As Jim said check the space between the top disc and the drum edge , vertically when lying on the bench. If you have too much then those balls travel further down the ramps than they were designed to. Can also be result of the ramps being worn down too far.
Did you plane any off the drum edges. I start with .075 off an every brake job I do.
 
A little bit too big, I would take it down to .035". If the ball ramps are very clean and have no "dents" from wear, and the surfaces have been deglazed (A DA sander with 150 grit works well) it should be OK. Sometimes oil saturates the plates. heating them with a propane torch (gradually) can reveal if they have been saturated.
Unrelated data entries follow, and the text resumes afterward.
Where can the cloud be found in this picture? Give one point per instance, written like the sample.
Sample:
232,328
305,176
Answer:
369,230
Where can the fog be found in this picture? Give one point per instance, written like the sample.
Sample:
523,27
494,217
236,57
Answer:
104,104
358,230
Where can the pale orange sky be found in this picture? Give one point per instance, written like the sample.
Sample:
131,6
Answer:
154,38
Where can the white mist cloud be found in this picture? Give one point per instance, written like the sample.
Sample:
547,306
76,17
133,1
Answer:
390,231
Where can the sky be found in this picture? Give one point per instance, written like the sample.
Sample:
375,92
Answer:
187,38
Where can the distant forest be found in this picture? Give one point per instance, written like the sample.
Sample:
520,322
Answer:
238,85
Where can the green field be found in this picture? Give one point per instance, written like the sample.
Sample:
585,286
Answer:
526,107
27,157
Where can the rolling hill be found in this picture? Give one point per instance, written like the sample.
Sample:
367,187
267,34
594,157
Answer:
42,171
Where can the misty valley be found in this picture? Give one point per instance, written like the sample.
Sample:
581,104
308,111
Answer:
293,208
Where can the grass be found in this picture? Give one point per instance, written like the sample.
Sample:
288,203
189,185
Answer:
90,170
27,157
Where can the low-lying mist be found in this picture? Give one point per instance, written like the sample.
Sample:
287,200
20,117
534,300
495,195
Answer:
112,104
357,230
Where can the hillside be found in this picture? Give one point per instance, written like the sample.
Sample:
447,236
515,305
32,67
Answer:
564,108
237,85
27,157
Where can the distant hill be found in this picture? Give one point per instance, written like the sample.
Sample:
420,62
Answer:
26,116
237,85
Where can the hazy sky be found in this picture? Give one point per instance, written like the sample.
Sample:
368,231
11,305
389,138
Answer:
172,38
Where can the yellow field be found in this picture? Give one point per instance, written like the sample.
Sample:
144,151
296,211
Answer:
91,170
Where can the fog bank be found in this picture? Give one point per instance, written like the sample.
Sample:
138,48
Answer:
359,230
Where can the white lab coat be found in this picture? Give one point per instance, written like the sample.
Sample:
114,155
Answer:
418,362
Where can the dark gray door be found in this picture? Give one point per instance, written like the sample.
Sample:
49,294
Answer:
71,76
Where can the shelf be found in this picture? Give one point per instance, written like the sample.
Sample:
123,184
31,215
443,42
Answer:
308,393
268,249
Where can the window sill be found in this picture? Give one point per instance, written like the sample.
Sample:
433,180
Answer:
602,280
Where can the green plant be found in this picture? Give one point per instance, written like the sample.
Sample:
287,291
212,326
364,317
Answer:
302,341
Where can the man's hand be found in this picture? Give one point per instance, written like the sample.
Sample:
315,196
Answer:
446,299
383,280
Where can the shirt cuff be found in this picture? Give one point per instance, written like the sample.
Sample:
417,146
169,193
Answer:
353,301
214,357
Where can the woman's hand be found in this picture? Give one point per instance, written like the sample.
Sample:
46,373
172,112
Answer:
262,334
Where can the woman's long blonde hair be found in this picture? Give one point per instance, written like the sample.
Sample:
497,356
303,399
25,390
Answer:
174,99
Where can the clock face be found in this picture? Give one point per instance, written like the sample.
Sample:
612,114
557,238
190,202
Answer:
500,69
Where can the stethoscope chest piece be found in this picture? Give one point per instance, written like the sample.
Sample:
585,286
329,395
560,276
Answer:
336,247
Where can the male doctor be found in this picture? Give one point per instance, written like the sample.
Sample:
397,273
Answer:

If oil boils out, they will grab till you get the oil out (baking with a torch will work, do not char them. Jim
 
Do you have any trans grease leaking in the brake assy?
are the brake disks in good shape? are they wore out.
Get 3 new springs for the actuator plates.
The surface that the brake disks will push on have to be clean, Inner & outer.
than adjust them.
You do have the springs on there that go to the brake pedal? Don't oil nothing in that housing.
I put a little amount of heavy grease on the 3 humps on the brake actuator, Don't get it on the brake disks!!
All the IH M's That have this type of brakes are stand on the peddle & hope for the best, Or just close your eyes!! Brakes.
 
.060" is too much clearance for the brakes to work properly. The actuator over-extends past where the springs can pull it back.

New disks may be enough to get it back near spec. You'll want new disks if you decide to have the drum machined anyway. No sense in taking too much off.

From the 656 on, IH got smart and added removable shims to compensate for wear on the brake surfaces. When it starts to lock up, you pop the cover plate off and remove a shim.